The highest point on K-man* is 19,341 feet above sea level. That's not Everest high, but it's almost 5000' higher than the tallest mountain in the continental US, and it's 7000' higher than I've ever been without a drink cart and a flight attendant handy.
Near the top of Kilimanjaro, the air pressure available to help fill one’s lungs is very nearly half of what it is at sea level. When you inhale on the summit you’re getting only half the desired molecules of oxygen than we get down here among the mortals. The clinical term for this is hypoxia. The not-so-clinical term is suffocation, and that’s what turns most climbers back from the summit (and sometimes kills them). Without adequate O2 in the bloodstream the brain starts shutting down, which is almost always undesirable. Hypoxia sufferers tend to make very bad decisions – sometimes fatally bad. In fact, they often stop making decisions at all. They sit down to rest, and they don't get up.
It gets worse. Untreated, AMS causes edema fluids to accumulate in potentially lethal places, such as the skull and/or lungs. In the skull these fluids generate crushing, vice-like pressures on the brain. In the lungs they cause a kind of drowning by filling up all the little alveoli sacs with fluid so that air can't get in.
On average, about ten people die on Kilimanjaro each year, most from AMS or related complications. But when you consider that upwards of 40,000 people attempt to climb that beast every year, the death rate seems almost trivial, right?
Amiright?
It's beginning to dawn on me that climbing Kilimanjaro may very well be the most difficult and dangerous thing Mo' and I will ever do.
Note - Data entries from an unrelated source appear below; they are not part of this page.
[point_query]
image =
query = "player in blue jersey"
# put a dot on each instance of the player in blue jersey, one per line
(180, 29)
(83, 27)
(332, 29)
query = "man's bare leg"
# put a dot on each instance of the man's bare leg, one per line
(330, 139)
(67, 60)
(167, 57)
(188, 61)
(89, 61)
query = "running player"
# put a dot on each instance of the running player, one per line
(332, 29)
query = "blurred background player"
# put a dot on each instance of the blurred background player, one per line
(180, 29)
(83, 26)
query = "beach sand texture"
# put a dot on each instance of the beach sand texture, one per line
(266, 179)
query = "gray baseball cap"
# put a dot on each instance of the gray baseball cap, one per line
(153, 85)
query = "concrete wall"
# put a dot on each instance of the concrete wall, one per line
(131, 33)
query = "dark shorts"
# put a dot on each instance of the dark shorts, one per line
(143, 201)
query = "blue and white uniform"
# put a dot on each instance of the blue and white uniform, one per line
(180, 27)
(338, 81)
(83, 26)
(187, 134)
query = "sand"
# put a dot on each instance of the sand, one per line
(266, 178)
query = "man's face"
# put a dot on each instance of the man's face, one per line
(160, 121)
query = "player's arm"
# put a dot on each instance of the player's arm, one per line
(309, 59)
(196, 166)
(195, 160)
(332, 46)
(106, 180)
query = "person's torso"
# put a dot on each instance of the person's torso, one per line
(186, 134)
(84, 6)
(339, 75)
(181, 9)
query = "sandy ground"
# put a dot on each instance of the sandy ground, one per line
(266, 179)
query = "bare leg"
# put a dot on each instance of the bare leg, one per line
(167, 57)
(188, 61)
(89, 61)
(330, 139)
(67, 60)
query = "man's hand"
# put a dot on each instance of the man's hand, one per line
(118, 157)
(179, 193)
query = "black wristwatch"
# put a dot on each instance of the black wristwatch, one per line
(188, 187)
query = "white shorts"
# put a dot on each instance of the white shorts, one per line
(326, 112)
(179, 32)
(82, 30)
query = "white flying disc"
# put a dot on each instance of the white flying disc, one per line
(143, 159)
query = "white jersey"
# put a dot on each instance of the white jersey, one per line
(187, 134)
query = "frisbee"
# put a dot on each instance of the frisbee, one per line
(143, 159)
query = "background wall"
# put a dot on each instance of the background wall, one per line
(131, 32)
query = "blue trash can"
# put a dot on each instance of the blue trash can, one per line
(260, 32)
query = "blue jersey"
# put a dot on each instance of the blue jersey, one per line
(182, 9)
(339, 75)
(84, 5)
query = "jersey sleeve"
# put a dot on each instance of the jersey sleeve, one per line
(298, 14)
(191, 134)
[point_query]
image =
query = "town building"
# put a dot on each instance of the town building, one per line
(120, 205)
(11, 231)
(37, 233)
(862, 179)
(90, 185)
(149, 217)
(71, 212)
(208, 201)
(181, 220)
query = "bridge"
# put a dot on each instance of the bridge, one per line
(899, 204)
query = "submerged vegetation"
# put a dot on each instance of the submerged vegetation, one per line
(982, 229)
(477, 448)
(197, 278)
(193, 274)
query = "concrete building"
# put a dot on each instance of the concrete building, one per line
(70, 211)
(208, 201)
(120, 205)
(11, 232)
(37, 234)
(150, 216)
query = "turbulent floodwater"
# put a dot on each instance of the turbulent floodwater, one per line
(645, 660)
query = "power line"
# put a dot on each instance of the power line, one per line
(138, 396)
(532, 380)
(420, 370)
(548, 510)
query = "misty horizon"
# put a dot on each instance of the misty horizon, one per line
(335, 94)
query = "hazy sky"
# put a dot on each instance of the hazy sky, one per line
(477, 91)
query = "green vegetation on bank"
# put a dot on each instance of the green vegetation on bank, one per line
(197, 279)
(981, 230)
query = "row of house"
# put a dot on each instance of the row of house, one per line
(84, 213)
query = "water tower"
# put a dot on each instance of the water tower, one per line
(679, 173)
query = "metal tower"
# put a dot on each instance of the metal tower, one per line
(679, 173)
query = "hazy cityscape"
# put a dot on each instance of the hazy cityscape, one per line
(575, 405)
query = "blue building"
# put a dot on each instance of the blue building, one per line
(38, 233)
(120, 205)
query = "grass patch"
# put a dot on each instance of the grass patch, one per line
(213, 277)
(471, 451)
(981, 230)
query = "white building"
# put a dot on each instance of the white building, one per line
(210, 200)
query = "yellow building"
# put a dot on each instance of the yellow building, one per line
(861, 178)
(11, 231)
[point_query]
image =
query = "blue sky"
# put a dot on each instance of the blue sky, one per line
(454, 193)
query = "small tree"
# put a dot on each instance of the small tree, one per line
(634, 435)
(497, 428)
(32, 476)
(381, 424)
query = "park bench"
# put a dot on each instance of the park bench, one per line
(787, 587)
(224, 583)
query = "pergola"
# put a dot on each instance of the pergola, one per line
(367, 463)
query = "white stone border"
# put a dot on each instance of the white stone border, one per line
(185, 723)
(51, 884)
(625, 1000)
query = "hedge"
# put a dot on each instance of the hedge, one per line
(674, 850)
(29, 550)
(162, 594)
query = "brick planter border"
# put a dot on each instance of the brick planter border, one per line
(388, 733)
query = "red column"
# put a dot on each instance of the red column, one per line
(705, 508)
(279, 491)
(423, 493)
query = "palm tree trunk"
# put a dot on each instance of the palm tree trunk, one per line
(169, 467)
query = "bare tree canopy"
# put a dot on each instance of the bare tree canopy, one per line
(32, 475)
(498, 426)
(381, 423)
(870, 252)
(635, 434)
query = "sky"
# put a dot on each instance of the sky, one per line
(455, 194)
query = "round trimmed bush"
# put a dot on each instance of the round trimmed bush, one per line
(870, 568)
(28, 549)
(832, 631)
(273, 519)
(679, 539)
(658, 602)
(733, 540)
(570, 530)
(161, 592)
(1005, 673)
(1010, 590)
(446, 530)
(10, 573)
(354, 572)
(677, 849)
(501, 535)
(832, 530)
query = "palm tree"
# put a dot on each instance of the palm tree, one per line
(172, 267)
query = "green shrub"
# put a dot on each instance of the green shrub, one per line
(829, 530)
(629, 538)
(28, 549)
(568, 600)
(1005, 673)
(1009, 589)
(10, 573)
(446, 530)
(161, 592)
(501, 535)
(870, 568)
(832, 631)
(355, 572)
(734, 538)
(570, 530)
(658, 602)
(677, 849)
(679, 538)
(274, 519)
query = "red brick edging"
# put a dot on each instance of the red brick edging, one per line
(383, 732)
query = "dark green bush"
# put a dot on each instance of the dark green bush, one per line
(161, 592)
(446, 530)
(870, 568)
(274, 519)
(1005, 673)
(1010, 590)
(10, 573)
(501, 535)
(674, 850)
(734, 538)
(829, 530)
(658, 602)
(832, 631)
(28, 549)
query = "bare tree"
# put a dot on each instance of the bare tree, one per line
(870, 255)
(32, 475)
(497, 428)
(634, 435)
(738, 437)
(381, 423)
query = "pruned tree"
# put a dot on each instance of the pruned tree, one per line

Experts claim that proper acclimatization requires an ascent of no more than 1000’ per day. At that rate, it would take at least 12 days to reach K-man’s summit from our proposed starting point. That's four days longer than the longest available route up the mountain. Sure, we could extend our climb by staying an extra night or two at some of the same campsites instead of forging ever upward each day, but that would cost time that most tourists (myself included) would rather spend seeing other parts of Africa. In addition, it's expensive to be on the mountain. We’ll be hiring a team of porters and guides to help schlep our gear to the top, and we'll be paying them by the day.
So there's just no avoiding it: Slow as we'll be going, AMS will still affect us, at least in mild-to-moderate form. We must, therefore, prepare ourselves for the Zombie Apocalypse.